The letter goes on to say the pilots brought up their fears to superiors but have been "absolutely" told to keep quiet.

"It is obviously from a concerned citizen who is trying to find a path to share safety concerns," said Patty Frost, Streeterville Organization of Active Residents (SOAR).

SOAR favors medical flights landing a mile away at the Coast Guard station on Navy Pier, a plan the hospital would employ when the weather won't allow a rooftop landing.

"The city municipal code outlines specific areas for what emergency landing areas can be and not be, and there aren't any in that neighborhood," Frost said.

SOAR sent the anonymous letter to the federal transportation department, which said its inspector general's office had assigned a case number to the matter. A department official would neither confirm nor deny an investigation had started, but said a case number is a sign the matter -- among the thousands of requests it receives -- will be followed up.

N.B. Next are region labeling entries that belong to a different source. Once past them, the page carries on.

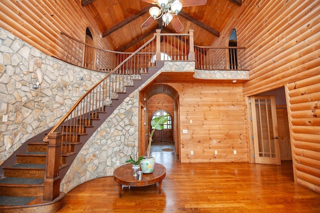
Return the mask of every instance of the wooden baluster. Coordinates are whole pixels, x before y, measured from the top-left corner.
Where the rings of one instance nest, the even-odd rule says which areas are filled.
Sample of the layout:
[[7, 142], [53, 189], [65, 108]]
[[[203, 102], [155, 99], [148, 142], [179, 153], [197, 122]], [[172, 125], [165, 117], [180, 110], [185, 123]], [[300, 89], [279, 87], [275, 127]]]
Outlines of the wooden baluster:
[[61, 132], [51, 132], [48, 134], [49, 144], [44, 176], [44, 200], [53, 200], [59, 196], [60, 193], [59, 162], [62, 137]]

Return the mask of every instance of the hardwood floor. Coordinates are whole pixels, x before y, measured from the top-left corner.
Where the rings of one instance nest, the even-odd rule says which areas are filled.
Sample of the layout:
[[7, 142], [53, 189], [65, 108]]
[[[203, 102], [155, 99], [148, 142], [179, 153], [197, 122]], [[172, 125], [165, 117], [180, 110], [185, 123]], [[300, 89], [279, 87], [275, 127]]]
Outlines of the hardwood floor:
[[292, 162], [181, 164], [174, 152], [154, 152], [166, 168], [158, 184], [124, 188], [113, 176], [89, 181], [68, 193], [60, 212], [320, 212], [320, 194], [294, 182]]

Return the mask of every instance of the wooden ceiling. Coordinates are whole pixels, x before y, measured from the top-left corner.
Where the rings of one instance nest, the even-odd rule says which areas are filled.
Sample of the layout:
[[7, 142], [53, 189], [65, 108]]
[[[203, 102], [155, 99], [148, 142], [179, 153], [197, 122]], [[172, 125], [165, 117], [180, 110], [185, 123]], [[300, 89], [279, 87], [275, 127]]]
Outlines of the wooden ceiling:
[[[183, 0], [182, 1], [183, 2]], [[147, 28], [141, 25], [150, 17], [153, 6], [140, 0], [82, 0], [82, 6], [94, 17], [92, 26], [99, 29], [100, 36], [108, 40], [114, 50], [134, 52], [149, 40], [156, 30], [164, 33], [175, 33], [171, 24], [162, 26], [154, 20]], [[209, 46], [242, 4], [242, 0], [207, 0], [204, 6], [183, 8], [178, 18], [184, 26], [180, 33], [194, 30], [194, 44]]]

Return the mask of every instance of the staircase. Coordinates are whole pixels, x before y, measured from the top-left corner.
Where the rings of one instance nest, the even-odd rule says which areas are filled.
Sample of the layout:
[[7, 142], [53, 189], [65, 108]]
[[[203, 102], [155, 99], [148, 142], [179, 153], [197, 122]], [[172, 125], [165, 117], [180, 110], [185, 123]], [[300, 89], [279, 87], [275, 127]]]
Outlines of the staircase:
[[[118, 98], [112, 100], [112, 104], [93, 110], [94, 113], [90, 114], [90, 119], [86, 120], [86, 124], [80, 124], [78, 128], [72, 131], [72, 136], [76, 141], [72, 144], [70, 152], [62, 155], [62, 163], [59, 171], [60, 180], [65, 176], [81, 148], [98, 128], [128, 94], [163, 66], [163, 62], [157, 62], [158, 67], [150, 68], [148, 73], [141, 74], [140, 79], [132, 80], [134, 86], [126, 86], [126, 92], [118, 93]], [[29, 140], [25, 150], [18, 149], [18, 152], [15, 154], [14, 164], [6, 166], [8, 163], [5, 162], [2, 165], [4, 166], [2, 168], [4, 178], [0, 178], [0, 212], [54, 212], [62, 208], [64, 196], [62, 192], [60, 192], [60, 196], [52, 201], [43, 200], [48, 146], [47, 142], [38, 138], [43, 138], [45, 136], [45, 133], [42, 133]], [[68, 139], [68, 137], [65, 138]]]

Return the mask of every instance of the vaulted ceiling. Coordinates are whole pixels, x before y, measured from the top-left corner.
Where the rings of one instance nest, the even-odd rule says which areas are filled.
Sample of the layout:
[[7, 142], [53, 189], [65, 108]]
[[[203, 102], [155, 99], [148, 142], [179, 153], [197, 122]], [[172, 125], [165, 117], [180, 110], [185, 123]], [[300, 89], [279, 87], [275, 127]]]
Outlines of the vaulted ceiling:
[[[82, 0], [81, 2], [90, 14], [89, 18], [93, 17], [92, 24], [99, 29], [100, 36], [108, 40], [114, 50], [134, 52], [149, 40], [157, 28], [164, 33], [176, 33], [172, 24], [164, 26], [160, 20], [154, 20], [146, 28], [140, 26], [150, 16], [148, 10], [154, 5], [148, 2], [151, 2]], [[184, 0], [180, 2], [183, 5]], [[180, 33], [188, 33], [189, 29], [193, 29], [195, 44], [211, 46], [241, 4], [242, 0], [207, 0], [202, 6], [184, 7], [178, 16], [184, 27]]]

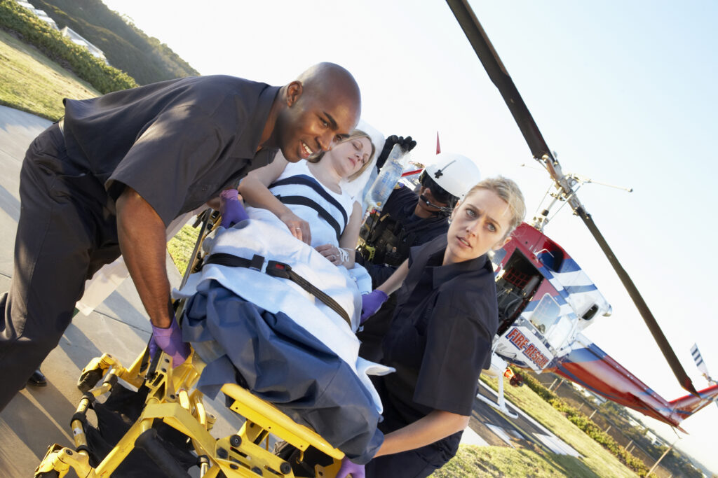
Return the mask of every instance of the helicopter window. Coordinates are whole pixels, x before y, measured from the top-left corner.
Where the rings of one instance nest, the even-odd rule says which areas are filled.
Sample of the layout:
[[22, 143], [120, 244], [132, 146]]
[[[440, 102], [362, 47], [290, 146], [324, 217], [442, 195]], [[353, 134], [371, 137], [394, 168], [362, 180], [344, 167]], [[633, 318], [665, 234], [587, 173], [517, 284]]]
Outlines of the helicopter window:
[[587, 310], [584, 315], [581, 316], [581, 318], [584, 320], [590, 320], [593, 318], [593, 316], [596, 315], [597, 312], [598, 312], [598, 305], [597, 304], [594, 304], [591, 306], [591, 308]]
[[501, 264], [501, 261], [505, 257], [506, 250], [504, 249], [500, 249], [498, 251], [489, 251], [489, 257], [491, 259], [491, 262], [493, 262], [494, 270]]
[[554, 297], [546, 294], [541, 297], [541, 302], [531, 314], [531, 322], [541, 333], [546, 333], [551, 325], [559, 321], [559, 313], [561, 307], [556, 302]]

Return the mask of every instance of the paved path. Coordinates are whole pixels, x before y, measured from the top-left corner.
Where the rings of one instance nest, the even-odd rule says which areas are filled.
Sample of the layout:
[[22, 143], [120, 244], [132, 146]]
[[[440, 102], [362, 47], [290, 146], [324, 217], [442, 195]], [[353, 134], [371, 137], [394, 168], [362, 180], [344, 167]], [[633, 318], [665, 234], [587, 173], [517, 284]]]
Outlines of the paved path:
[[[12, 274], [22, 158], [33, 138], [50, 125], [47, 120], [0, 106], [0, 291], [8, 289]], [[169, 257], [167, 265], [170, 282], [176, 286], [181, 278]], [[57, 280], [62, 280], [62, 271], [57, 272]], [[90, 315], [76, 316], [60, 345], [42, 365], [50, 385], [26, 388], [0, 414], [0, 477], [32, 477], [48, 446], [59, 443], [74, 446], [69, 422], [81, 396], [75, 385], [80, 371], [104, 352], [129, 365], [144, 347], [150, 331], [149, 319], [131, 280], [125, 281]], [[488, 393], [485, 389], [482, 393]], [[207, 403], [218, 417], [215, 436], [230, 434], [238, 428], [239, 419], [223, 403]], [[547, 431], [535, 423], [524, 419], [518, 429], [511, 424], [477, 401], [463, 442], [521, 446], [522, 439], [537, 444], [547, 439], [538, 436]], [[553, 443], [553, 439], [548, 439]]]

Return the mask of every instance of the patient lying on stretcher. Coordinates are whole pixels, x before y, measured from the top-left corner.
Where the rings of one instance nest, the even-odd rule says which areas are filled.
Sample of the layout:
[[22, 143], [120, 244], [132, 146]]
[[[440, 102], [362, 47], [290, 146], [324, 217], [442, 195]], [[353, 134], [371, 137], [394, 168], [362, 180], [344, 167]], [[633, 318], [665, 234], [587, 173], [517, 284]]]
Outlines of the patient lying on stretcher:
[[[318, 163], [278, 158], [251, 173], [240, 191], [257, 207], [205, 240], [202, 270], [175, 292], [188, 298], [183, 338], [208, 363], [202, 391], [239, 383], [358, 463], [383, 441], [368, 375], [391, 369], [358, 357], [360, 295], [371, 281], [354, 267], [362, 211], [342, 185], [374, 150], [355, 131]], [[238, 204], [225, 197], [223, 209], [241, 219]]]

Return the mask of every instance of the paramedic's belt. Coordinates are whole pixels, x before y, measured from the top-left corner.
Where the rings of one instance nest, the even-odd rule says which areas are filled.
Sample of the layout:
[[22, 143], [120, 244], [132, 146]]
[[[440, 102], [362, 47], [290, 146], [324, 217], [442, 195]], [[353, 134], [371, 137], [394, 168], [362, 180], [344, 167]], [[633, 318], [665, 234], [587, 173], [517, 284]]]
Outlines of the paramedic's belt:
[[[218, 266], [228, 266], [229, 267], [247, 267], [248, 269], [253, 269], [256, 271], [261, 272], [262, 265], [264, 264], [264, 257], [254, 254], [254, 257], [251, 259], [248, 259], [233, 256], [231, 254], [218, 252], [205, 259], [205, 263], [202, 265], [208, 264], [216, 264]], [[304, 277], [292, 271], [289, 264], [284, 264], [284, 262], [278, 262], [277, 261], [269, 261], [267, 262], [267, 268], [265, 273], [273, 277], [289, 279], [297, 284], [300, 287], [323, 302], [330, 309], [339, 314], [339, 316], [349, 324], [349, 328], [351, 328], [351, 319], [349, 318], [349, 315], [342, 308], [342, 306], [337, 304], [336, 300], [325, 294], [324, 292], [313, 286]]]

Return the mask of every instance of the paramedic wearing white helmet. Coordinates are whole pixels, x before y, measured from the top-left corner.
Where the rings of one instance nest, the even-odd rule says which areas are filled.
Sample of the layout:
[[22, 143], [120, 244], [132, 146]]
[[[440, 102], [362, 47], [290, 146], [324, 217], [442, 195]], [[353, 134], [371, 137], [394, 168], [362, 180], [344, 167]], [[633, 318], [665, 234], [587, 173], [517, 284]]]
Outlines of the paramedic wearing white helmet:
[[452, 212], [446, 235], [412, 247], [384, 284], [363, 296], [366, 320], [396, 291], [382, 344], [383, 363], [396, 371], [373, 378], [384, 406], [381, 446], [365, 469], [345, 459], [337, 478], [421, 478], [456, 453], [498, 326], [487, 253], [509, 241], [525, 213], [516, 183], [482, 181]]
[[[441, 153], [421, 173], [418, 194], [398, 186], [381, 211], [370, 218], [373, 221], [357, 254], [357, 262], [371, 276], [372, 287], [376, 289], [388, 279], [409, 257], [411, 247], [446, 234], [454, 206], [480, 180], [474, 161], [460, 154]], [[395, 305], [396, 298], [390, 297], [358, 334], [363, 358], [381, 359], [381, 340]]]

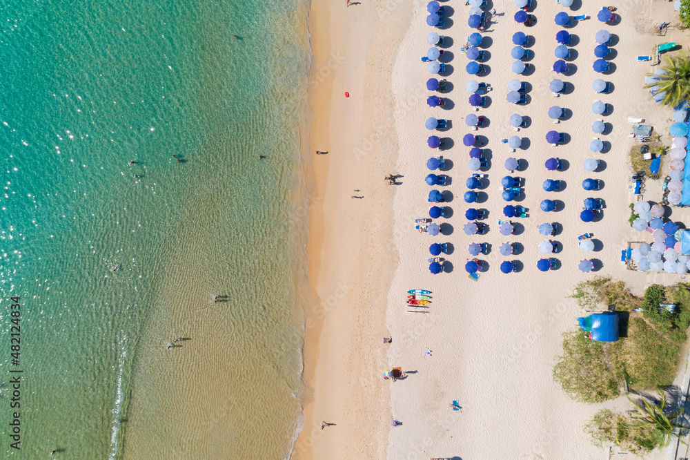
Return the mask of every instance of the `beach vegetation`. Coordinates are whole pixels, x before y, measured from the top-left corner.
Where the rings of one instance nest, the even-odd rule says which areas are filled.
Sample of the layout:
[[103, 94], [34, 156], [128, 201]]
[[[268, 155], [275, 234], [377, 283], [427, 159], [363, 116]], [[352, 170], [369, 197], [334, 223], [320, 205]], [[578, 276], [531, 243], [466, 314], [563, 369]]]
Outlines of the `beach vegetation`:
[[690, 57], [684, 52], [666, 55], [661, 69], [664, 73], [660, 75], [648, 74], [656, 75], [659, 80], [644, 85], [644, 88], [656, 86], [658, 93], [665, 92], [661, 99], [661, 104], [665, 106], [676, 107], [690, 100]]
[[[598, 277], [577, 285], [572, 297], [587, 310], [615, 305], [620, 337], [597, 342], [579, 329], [564, 334], [553, 378], [571, 397], [600, 403], [617, 397], [626, 383], [638, 390], [673, 383], [690, 325], [688, 285], [653, 285], [640, 298], [623, 282]], [[673, 312], [659, 307], [666, 302], [676, 304]]]
[[679, 15], [680, 22], [683, 27], [690, 27], [690, 0], [680, 0], [680, 12]]
[[591, 437], [598, 447], [615, 445], [638, 454], [643, 454], [657, 446], [649, 428], [631, 429], [625, 416], [609, 409], [600, 410], [584, 425], [584, 432]]

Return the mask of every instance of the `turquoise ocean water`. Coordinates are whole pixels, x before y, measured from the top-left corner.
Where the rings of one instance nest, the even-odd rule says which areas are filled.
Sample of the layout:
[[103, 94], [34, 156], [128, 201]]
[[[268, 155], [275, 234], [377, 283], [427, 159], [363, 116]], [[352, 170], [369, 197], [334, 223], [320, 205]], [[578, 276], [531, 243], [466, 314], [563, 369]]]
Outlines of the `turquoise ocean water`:
[[0, 12], [0, 452], [286, 458], [302, 413], [308, 5]]

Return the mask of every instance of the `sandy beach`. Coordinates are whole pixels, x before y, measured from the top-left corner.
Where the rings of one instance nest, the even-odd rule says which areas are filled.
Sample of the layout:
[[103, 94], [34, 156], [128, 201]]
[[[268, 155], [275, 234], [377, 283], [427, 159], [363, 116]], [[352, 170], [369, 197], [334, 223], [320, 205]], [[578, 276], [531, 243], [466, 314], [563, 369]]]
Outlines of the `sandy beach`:
[[[583, 313], [568, 298], [580, 280], [610, 276], [624, 280], [635, 294], [650, 283], [679, 280], [677, 275], [626, 270], [619, 261], [627, 241], [645, 238], [627, 222], [628, 205], [636, 200], [629, 186], [628, 151], [635, 140], [629, 137], [632, 125], [628, 118], [644, 119], [667, 144], [671, 141], [672, 111], [649, 100], [649, 90], [642, 88], [644, 75], [656, 68], [638, 62], [636, 57], [651, 55], [656, 44], [682, 43], [673, 21], [665, 37], [655, 35], [656, 26], [675, 19], [677, 13], [667, 2], [621, 3], [616, 5], [619, 19], [603, 25], [596, 19], [601, 5], [576, 1], [572, 9], [564, 9], [552, 2], [533, 1], [530, 13], [537, 21], [526, 28], [513, 19], [517, 10], [513, 2], [501, 2], [493, 6], [497, 15], [482, 32], [480, 48], [489, 71], [477, 78], [465, 72], [468, 59], [460, 50], [474, 32], [466, 22], [469, 7], [446, 3], [448, 17], [439, 32], [448, 38], [440, 60], [448, 68], [443, 77], [450, 90], [442, 95], [444, 107], [431, 108], [426, 104], [431, 93], [425, 86], [431, 75], [420, 62], [432, 30], [425, 22], [426, 3], [400, 3], [391, 11], [366, 2], [312, 6], [311, 150], [328, 153], [311, 159], [315, 185], [310, 280], [320, 300], [310, 311], [313, 322], [306, 351], [305, 378], [312, 402], [305, 407], [305, 427], [293, 458], [604, 458], [605, 452], [590, 443], [582, 425], [602, 407], [624, 408], [626, 400], [596, 405], [575, 403], [553, 382], [551, 372], [562, 333], [575, 327], [575, 318]], [[554, 37], [562, 28], [553, 17], [562, 10], [587, 17], [568, 28], [574, 35], [570, 68], [558, 76], [551, 70], [558, 44]], [[592, 68], [593, 37], [601, 29], [613, 35], [608, 57], [611, 68], [604, 75]], [[511, 37], [518, 30], [533, 37], [529, 69], [521, 76], [511, 70]], [[329, 66], [329, 62], [335, 64]], [[556, 77], [568, 84], [558, 97], [549, 89]], [[471, 78], [492, 88], [486, 106], [476, 112], [471, 110], [464, 89]], [[506, 101], [506, 84], [513, 78], [527, 84], [527, 104]], [[595, 93], [591, 85], [596, 78], [609, 82], [613, 90]], [[344, 91], [349, 98], [344, 98]], [[610, 105], [609, 114], [592, 113], [597, 99]], [[566, 109], [558, 124], [547, 116], [553, 105]], [[486, 118], [477, 131], [465, 125], [470, 113]], [[513, 131], [508, 123], [513, 113], [527, 118], [527, 126]], [[436, 220], [442, 224], [442, 234], [436, 237], [414, 229], [415, 218], [428, 217], [426, 198], [432, 187], [424, 182], [430, 172], [426, 162], [439, 153], [426, 146], [431, 133], [424, 122], [428, 117], [448, 119], [450, 128], [439, 135], [452, 140], [440, 152], [448, 165], [443, 173], [449, 180], [438, 188], [445, 191], [447, 211], [445, 218]], [[598, 119], [609, 125], [599, 136], [608, 145], [603, 153], [591, 153], [589, 142], [596, 136], [590, 127]], [[546, 142], [544, 136], [552, 129], [566, 133], [564, 144], [553, 147]], [[462, 229], [469, 207], [462, 194], [471, 175], [469, 148], [462, 142], [468, 133], [480, 137], [478, 146], [489, 163], [479, 171], [486, 177], [474, 205], [486, 210], [483, 222], [488, 231], [472, 236]], [[522, 148], [515, 153], [501, 142], [511, 135], [523, 138]], [[503, 164], [509, 157], [522, 163], [513, 175], [523, 179], [524, 187], [515, 204], [529, 211], [527, 217], [511, 220], [513, 235], [502, 236], [497, 222], [506, 220], [502, 213], [506, 203], [500, 182], [508, 175]], [[544, 168], [551, 157], [562, 160], [563, 171]], [[597, 171], [582, 169], [588, 157], [600, 160]], [[400, 184], [386, 186], [382, 180], [387, 173], [400, 174]], [[581, 184], [587, 178], [601, 181], [601, 189], [583, 190]], [[546, 179], [562, 181], [562, 189], [544, 191], [542, 183]], [[351, 199], [352, 195], [364, 198]], [[585, 223], [580, 212], [589, 196], [605, 205], [602, 218]], [[558, 200], [556, 212], [540, 209], [546, 198]], [[660, 198], [660, 181], [647, 181], [644, 199]], [[683, 215], [674, 210], [670, 219], [681, 220]], [[542, 237], [537, 226], [543, 222], [558, 222], [559, 232]], [[589, 255], [595, 269], [582, 274], [578, 263], [586, 256], [578, 247], [578, 236], [587, 232], [595, 242]], [[542, 257], [537, 247], [546, 239], [558, 243], [559, 251], [552, 256], [558, 268], [544, 273], [536, 267]], [[500, 256], [498, 246], [506, 242], [518, 243], [517, 253]], [[427, 268], [433, 242], [448, 246], [448, 253], [442, 254], [445, 273], [439, 275]], [[478, 257], [485, 268], [477, 281], [464, 270], [471, 242], [490, 247], [489, 253]], [[518, 271], [501, 273], [504, 260], [514, 261]], [[433, 292], [428, 313], [406, 312], [406, 291], [411, 289]], [[393, 343], [383, 344], [382, 338], [388, 335]], [[425, 350], [431, 350], [431, 356], [423, 354]], [[393, 366], [402, 367], [408, 376], [384, 381], [383, 373]], [[453, 401], [462, 406], [462, 412], [451, 410]], [[391, 417], [402, 425], [391, 429]], [[335, 426], [322, 429], [322, 421]], [[647, 458], [665, 454], [656, 451]]]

As for Lurie, the fact that the letter had instigated a federal response was news. Still, the hospital, which will open in June, stands by its helipad. In a statement, it said the helipad hearings were "the result of five years of detailed studies...the concerns addressed in the letter...were squarely addressed by expert testimony and documentation provided to IDOT."

The Illinois Department of Transportation says they stand by their findings that the hospital is a safe location to operate a helipad.

The federal response, whatever it may turn out to be, may not be known for six months, and a Freedom of Information request has to be sent to Washington to get what their official response to this letter might turn out to be.